Commissioners set to approve growth guide

5 years in the works, master plan likely to be OK'd tomorrow

`Let's ... move forward'

`Recommendations,' not rules

8 towns focus of development

December 17, 2000|By Brenda J. Buote | Brenda J. Buote,SUN STAFF

Finally -- after surviving the scrutiny of two boards of Carroll County commissioners, two county planning directors and countless citizens who worked for years on the document -- the county master plan, a guide for growth, is likely to be adopted tomorrow by the commissioners.

The commissioners are expected to adopt the plan during a routine meeting with Steven C. Horn, Carroll's planning director.
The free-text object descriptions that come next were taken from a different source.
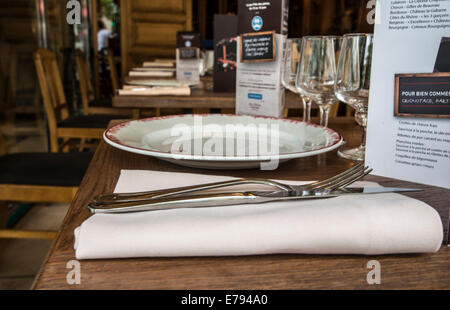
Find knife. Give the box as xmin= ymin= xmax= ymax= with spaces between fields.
xmin=88 ymin=187 xmax=421 ymax=214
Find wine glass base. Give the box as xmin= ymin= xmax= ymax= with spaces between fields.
xmin=338 ymin=147 xmax=365 ymax=162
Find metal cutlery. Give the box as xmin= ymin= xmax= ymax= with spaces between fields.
xmin=93 ymin=163 xmax=371 ymax=204
xmin=88 ymin=187 xmax=422 ymax=214
xmin=88 ymin=163 xmax=421 ymax=214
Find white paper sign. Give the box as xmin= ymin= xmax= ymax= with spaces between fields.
xmin=176 ymin=48 xmax=200 ymax=83
xmin=236 ymin=34 xmax=286 ymax=118
xmin=366 ymin=0 xmax=450 ymax=189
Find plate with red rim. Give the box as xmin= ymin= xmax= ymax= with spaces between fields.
xmin=104 ymin=114 xmax=344 ymax=170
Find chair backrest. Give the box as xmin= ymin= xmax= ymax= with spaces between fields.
xmin=75 ymin=49 xmax=95 ymax=114
xmin=0 ymin=128 xmax=6 ymax=156
xmin=0 ymin=54 xmax=5 ymax=106
xmin=34 ymin=48 xmax=69 ymax=131
xmin=107 ymin=48 xmax=120 ymax=95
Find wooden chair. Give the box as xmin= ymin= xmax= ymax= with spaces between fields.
xmin=34 ymin=48 xmax=123 ymax=153
xmin=0 ymin=55 xmax=5 ymax=119
xmin=0 ymin=128 xmax=93 ymax=240
xmin=75 ymin=49 xmax=133 ymax=117
xmin=0 ymin=129 xmax=7 ymax=156
xmin=1 ymin=42 xmax=44 ymax=127
xmin=106 ymin=48 xmax=120 ymax=96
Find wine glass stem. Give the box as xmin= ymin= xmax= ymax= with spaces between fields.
xmin=302 ymin=97 xmax=311 ymax=122
xmin=354 ymin=125 xmax=367 ymax=159
xmin=361 ymin=126 xmax=367 ymax=149
xmin=356 ymin=111 xmax=368 ymax=151
xmin=319 ymin=106 xmax=330 ymax=128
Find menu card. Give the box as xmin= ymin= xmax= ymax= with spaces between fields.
xmin=235 ymin=0 xmax=289 ymax=118
xmin=366 ymin=0 xmax=450 ymax=189
xmin=176 ymin=31 xmax=201 ymax=83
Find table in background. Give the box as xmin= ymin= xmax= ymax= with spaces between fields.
xmin=113 ymin=77 xmax=313 ymax=117
xmin=32 ymin=120 xmax=449 ymax=289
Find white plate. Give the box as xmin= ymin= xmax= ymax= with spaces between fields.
xmin=104 ymin=114 xmax=344 ymax=169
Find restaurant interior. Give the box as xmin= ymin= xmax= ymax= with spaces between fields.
xmin=0 ymin=0 xmax=448 ymax=291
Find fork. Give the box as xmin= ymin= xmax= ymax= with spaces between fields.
xmin=93 ymin=163 xmax=372 ymax=204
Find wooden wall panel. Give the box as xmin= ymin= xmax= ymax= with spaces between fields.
xmin=132 ymin=0 xmax=185 ymax=12
xmin=121 ymin=0 xmax=192 ymax=78
xmin=133 ymin=22 xmax=183 ymax=46
xmin=0 ymin=0 xmax=39 ymax=120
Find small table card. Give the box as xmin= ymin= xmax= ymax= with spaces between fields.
xmin=176 ymin=31 xmax=200 ymax=83
xmin=235 ymin=0 xmax=289 ymax=118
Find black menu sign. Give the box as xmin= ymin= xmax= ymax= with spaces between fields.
xmin=176 ymin=31 xmax=201 ymax=48
xmin=177 ymin=31 xmax=201 ymax=60
xmin=214 ymin=14 xmax=238 ymax=92
xmin=238 ymin=0 xmax=289 ymax=35
xmin=240 ymin=31 xmax=275 ymax=63
xmin=434 ymin=37 xmax=450 ymax=73
xmin=179 ymin=48 xmax=198 ymax=60
xmin=394 ymin=73 xmax=450 ymax=118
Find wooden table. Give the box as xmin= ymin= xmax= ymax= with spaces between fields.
xmin=113 ymin=78 xmax=310 ymax=115
xmin=114 ymin=86 xmax=302 ymax=110
xmin=32 ymin=120 xmax=449 ymax=289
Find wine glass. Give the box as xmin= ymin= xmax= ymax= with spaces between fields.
xmin=296 ymin=36 xmax=342 ymax=128
xmin=281 ymin=38 xmax=311 ymax=122
xmin=335 ymin=33 xmax=374 ymax=161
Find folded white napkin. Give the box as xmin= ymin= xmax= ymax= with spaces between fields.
xmin=129 ymin=71 xmax=174 ymax=77
xmin=118 ymin=86 xmax=191 ymax=96
xmin=74 ymin=170 xmax=443 ymax=259
xmin=142 ymin=61 xmax=175 ymax=68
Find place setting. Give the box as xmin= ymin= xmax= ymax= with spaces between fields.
xmin=72 ymin=3 xmax=448 ymax=269
xmin=75 ymin=163 xmax=442 ymax=260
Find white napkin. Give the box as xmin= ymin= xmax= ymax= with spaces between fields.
xmin=118 ymin=86 xmax=191 ymax=96
xmin=74 ymin=170 xmax=443 ymax=259
xmin=129 ymin=71 xmax=174 ymax=77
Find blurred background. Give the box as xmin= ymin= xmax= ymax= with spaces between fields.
xmin=0 ymin=0 xmax=373 ymax=143
xmin=0 ymin=0 xmax=373 ymax=289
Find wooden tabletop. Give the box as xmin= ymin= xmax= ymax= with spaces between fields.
xmin=113 ymin=78 xmax=304 ymax=110
xmin=32 ymin=120 xmax=449 ymax=290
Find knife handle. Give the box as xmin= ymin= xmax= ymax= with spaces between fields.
xmin=93 ymin=179 xmax=292 ymax=204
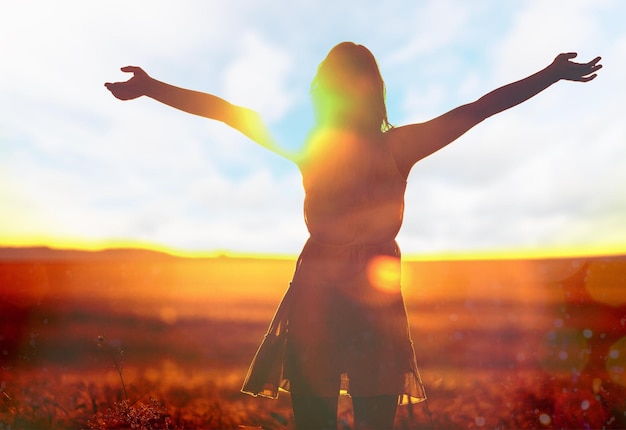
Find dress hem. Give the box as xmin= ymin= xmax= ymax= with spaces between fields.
xmin=240 ymin=387 xmax=427 ymax=406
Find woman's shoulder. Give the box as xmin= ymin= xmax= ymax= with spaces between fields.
xmin=382 ymin=125 xmax=427 ymax=179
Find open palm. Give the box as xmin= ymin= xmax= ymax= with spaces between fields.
xmin=551 ymin=53 xmax=602 ymax=82
xmin=105 ymin=66 xmax=151 ymax=100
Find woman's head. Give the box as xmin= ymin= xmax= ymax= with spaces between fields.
xmin=311 ymin=42 xmax=390 ymax=132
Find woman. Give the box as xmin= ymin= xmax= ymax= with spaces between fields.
xmin=106 ymin=42 xmax=601 ymax=429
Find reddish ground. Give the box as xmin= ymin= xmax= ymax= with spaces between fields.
xmin=1 ymin=247 xmax=625 ymax=429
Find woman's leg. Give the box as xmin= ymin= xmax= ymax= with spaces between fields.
xmin=291 ymin=394 xmax=338 ymax=430
xmin=352 ymin=395 xmax=397 ymax=430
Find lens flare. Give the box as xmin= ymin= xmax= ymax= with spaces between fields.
xmin=585 ymin=260 xmax=626 ymax=306
xmin=366 ymin=255 xmax=401 ymax=293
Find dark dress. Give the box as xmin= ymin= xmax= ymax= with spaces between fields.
xmin=241 ymin=129 xmax=426 ymax=404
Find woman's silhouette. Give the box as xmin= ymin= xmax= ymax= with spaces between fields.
xmin=106 ymin=43 xmax=601 ymax=429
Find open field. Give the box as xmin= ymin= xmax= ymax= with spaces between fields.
xmin=1 ymin=248 xmax=625 ymax=429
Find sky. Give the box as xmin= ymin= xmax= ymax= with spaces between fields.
xmin=1 ymin=0 xmax=625 ymax=258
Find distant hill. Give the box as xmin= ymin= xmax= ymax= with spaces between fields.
xmin=0 ymin=246 xmax=179 ymax=262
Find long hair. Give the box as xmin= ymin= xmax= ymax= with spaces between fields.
xmin=310 ymin=42 xmax=391 ymax=133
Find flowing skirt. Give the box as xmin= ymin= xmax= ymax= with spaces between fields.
xmin=241 ymin=239 xmax=426 ymax=404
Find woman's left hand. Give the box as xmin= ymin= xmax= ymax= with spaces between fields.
xmin=549 ymin=53 xmax=602 ymax=82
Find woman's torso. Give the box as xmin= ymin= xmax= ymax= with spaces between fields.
xmin=300 ymin=128 xmax=406 ymax=247
xmin=291 ymin=128 xmax=407 ymax=287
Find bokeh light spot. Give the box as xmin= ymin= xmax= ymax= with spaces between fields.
xmin=592 ymin=378 xmax=602 ymax=393
xmin=554 ymin=388 xmax=610 ymax=429
xmin=541 ymin=330 xmax=590 ymax=374
xmin=606 ymin=337 xmax=626 ymax=386
xmin=581 ymin=399 xmax=590 ymax=410
xmin=539 ymin=413 xmax=551 ymax=426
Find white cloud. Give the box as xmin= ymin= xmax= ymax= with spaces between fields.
xmin=491 ymin=0 xmax=611 ymax=80
xmin=396 ymin=0 xmax=626 ymax=255
xmin=384 ymin=0 xmax=473 ymax=66
xmin=222 ymin=32 xmax=296 ymax=121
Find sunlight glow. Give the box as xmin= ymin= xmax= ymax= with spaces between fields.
xmin=403 ymin=245 xmax=626 ymax=262
xmin=4 ymin=233 xmax=624 ymax=263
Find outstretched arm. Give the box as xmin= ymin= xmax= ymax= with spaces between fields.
xmin=105 ymin=66 xmax=293 ymax=161
xmin=389 ymin=53 xmax=602 ymax=178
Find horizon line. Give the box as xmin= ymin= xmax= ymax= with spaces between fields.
xmin=1 ymin=241 xmax=625 ymax=262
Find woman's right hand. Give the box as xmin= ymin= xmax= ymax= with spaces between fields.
xmin=105 ymin=66 xmax=151 ymax=100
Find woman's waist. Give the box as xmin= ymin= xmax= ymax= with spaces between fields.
xmin=306 ymin=235 xmax=398 ymax=252
xmin=296 ymin=236 xmax=401 ymax=276
xmin=292 ymin=238 xmax=403 ymax=296
xmin=305 ymin=215 xmax=402 ymax=246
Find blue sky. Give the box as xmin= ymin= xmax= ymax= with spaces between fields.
xmin=1 ymin=0 xmax=625 ymax=257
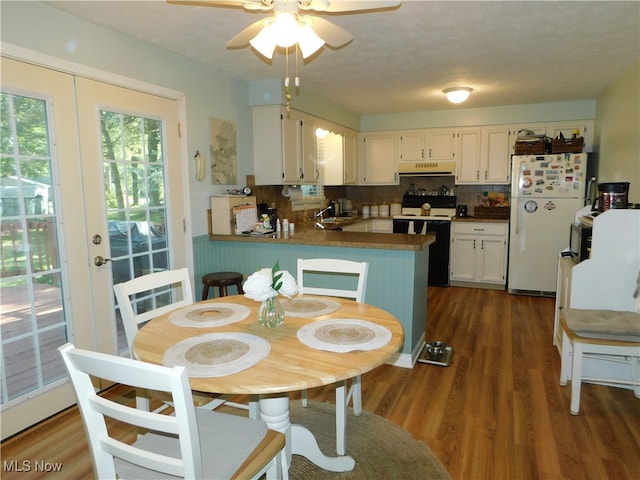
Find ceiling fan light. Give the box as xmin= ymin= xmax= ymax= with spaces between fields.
xmin=250 ymin=25 xmax=277 ymax=59
xmin=297 ymin=24 xmax=325 ymax=58
xmin=443 ymin=87 xmax=473 ymax=104
xmin=272 ymin=12 xmax=298 ymax=48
Horn replaced Philip J. Rovang as head of the county planning department in February 1999, four years after Rovang and his staff started work on the plan.
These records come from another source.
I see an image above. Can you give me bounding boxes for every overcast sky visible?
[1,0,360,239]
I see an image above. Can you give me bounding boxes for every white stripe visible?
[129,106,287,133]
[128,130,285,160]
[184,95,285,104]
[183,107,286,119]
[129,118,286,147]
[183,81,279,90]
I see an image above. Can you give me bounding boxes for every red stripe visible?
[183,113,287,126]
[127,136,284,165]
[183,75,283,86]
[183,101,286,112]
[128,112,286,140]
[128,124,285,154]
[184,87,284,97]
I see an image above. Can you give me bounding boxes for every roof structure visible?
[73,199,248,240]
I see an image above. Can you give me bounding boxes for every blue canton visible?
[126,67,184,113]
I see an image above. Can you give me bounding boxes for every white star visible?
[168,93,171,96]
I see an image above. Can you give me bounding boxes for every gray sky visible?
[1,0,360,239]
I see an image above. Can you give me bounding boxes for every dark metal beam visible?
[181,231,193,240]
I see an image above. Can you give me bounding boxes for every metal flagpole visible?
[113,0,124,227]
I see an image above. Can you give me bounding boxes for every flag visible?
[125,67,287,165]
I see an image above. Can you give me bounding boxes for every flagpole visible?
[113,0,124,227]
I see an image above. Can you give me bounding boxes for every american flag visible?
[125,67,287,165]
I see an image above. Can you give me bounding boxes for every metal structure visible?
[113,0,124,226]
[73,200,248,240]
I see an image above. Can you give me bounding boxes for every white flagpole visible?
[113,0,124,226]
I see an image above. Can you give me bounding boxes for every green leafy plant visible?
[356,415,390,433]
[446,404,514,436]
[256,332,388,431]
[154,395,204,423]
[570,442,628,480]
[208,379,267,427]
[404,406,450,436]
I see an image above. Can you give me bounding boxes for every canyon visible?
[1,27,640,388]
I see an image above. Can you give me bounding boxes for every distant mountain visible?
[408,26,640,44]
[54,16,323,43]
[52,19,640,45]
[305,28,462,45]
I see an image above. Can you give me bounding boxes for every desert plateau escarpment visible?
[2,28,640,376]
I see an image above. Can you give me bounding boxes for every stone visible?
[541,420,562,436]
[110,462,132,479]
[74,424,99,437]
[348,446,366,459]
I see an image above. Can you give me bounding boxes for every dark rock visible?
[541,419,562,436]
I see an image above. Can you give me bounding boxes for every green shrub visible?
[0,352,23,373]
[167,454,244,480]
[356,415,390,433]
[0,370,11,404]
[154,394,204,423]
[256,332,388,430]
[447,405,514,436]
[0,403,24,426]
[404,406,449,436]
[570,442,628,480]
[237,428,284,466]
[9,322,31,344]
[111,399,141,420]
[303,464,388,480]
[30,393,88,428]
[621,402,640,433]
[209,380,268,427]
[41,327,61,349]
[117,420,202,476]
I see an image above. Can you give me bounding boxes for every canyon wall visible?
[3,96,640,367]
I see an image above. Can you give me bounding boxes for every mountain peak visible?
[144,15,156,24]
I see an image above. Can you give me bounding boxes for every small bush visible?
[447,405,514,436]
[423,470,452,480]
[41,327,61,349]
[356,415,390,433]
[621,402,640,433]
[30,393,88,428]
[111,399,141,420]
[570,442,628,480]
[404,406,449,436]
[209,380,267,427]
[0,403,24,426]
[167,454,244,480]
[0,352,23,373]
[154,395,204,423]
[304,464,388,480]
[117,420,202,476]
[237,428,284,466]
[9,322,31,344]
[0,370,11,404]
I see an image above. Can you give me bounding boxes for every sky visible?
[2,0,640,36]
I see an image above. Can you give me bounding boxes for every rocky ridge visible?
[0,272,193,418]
"Let's get this thing adopted and move forward," Commissioner Donald I. Dell told Horn and his colleagues, Commissioners Robin Bartlett Frazier and Julia Walsh Gouge, last week.
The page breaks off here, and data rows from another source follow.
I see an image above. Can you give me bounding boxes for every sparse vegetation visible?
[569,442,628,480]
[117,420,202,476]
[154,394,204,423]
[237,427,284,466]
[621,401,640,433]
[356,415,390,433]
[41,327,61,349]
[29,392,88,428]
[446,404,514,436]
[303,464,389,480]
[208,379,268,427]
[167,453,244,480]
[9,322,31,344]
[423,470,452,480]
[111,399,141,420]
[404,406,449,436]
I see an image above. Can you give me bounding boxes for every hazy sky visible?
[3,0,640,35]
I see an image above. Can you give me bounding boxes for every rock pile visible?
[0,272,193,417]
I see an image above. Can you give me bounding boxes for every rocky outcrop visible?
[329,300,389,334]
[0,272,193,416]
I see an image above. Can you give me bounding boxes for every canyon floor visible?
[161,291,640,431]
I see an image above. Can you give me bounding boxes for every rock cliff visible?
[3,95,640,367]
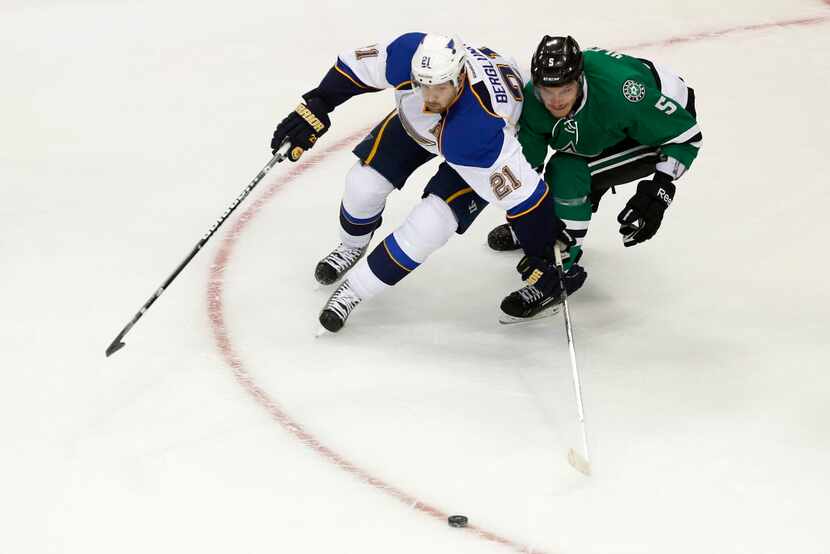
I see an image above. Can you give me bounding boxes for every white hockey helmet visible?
[411,34,467,88]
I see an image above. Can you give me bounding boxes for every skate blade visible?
[567,448,592,476]
[313,280,333,291]
[313,277,343,291]
[498,305,561,325]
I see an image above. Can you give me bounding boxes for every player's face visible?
[536,81,580,118]
[421,81,459,112]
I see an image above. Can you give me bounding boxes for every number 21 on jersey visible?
[490,165,522,200]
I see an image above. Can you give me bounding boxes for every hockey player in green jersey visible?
[492,36,702,321]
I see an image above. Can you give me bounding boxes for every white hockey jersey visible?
[330,33,550,219]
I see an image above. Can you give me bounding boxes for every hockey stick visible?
[105,141,294,358]
[553,246,592,476]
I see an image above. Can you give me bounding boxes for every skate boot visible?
[487,223,521,251]
[314,243,369,285]
[499,264,587,324]
[319,280,363,332]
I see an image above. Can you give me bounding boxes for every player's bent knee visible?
[343,162,396,216]
[394,194,458,261]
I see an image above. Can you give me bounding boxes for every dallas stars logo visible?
[564,119,578,134]
[558,141,578,154]
[559,119,579,153]
[622,79,646,102]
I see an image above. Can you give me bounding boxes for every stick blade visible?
[105,340,126,357]
[567,448,592,476]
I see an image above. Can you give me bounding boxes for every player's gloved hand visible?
[589,185,612,213]
[552,218,576,262]
[270,96,331,162]
[515,232,574,296]
[617,173,676,247]
[516,254,562,297]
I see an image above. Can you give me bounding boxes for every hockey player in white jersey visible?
[269,33,577,331]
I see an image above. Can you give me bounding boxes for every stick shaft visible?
[105,143,291,357]
[553,247,591,465]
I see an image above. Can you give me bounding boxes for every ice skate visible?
[318,280,363,332]
[499,264,587,324]
[314,243,369,285]
[487,223,521,251]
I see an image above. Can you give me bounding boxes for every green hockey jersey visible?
[519,48,701,174]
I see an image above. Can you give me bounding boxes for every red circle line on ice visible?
[206,128,539,553]
[207,127,544,554]
[208,12,829,553]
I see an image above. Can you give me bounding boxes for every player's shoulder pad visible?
[385,32,426,88]
[441,82,506,168]
[583,48,654,110]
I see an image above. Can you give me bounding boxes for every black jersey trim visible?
[685,87,697,116]
[471,81,500,119]
[638,58,662,90]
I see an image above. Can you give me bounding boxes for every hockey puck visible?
[448,515,468,528]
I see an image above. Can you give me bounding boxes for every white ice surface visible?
[2,1,830,553]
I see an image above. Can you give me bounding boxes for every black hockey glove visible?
[589,185,613,213]
[270,96,331,162]
[515,235,575,296]
[516,254,562,297]
[552,220,577,262]
[617,173,676,247]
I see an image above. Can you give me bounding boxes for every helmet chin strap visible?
[440,70,467,112]
[570,74,586,116]
[452,68,467,94]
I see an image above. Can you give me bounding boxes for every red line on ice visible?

"There have been enough delays."

The proposed master plan would direct development to Carroll's eight towns and unincorporated Finksburg, eliminate design standards for residential development to encourage creativity, and weaken strategies for protecting the county's historic sites.

Despite Gouge's objections, Dell and Frazier cut plans for a scenic roads map and a suggestion to hire a historic preservation planner.

The commissioners had hoped to adopt the master plan in September, but decided to hold a second public hearing on the 117-page plan because more than two years had passed since the previous public hearing in April 1998.

The final hearing was held Nov. 20, two months after the latest version of the master plan was approved by the county Planning and Zoning Commission. Several residents voiced support for the plan and urged the commissioners to adopt it.

Work on the master plan, which would set the first new development guidelines since 1964, began in December 1995 after two decades of rapid residential growth, particularly in Finksburg and the Freedom Area, which is what the South Carroll planning district is called.

Four teams of about 35 people each, including residents and professional planners, spent more than 2,100 hours analyzing the information that formed the basis of the document.

The planning commission approved the plan in June 1998 and sent it to the commissioners for adoption in July. Four months later, the commissioners deferred action until a new board was elected.

During the years of meetings and formal hearings, residents said they wanted a detailed master plan that would prohibit what they regarded as poorly planned development. Instead, the current board of commissioners chose to propose a plan without specific goals or policies.

The board wanted those items listed in a separate document as recommendations that it could refer to but would not be required to implement.

The planning commission refused to embrace that idea. Members of the panel demanded that the master plan be left largely intact to reflect the work of the people who devoted so many hours to it.

In the end, a compromise was struck. The commissioners agreed to include the proposed policies and goals but rename them "recommendations."

The change in wording was meant to indicate that the plan would be a guide, not a mandate, for growth.

"We are very pleased this long process is going to come to a close," said Jeanne Joiner, director of the Bureau of Planning.

As they move forward with adoption of the master plan, the commissioners are pushing to rezone three properties totaling about 403 mostly rural acres in the Liberty Reservoir watershed for industrial use.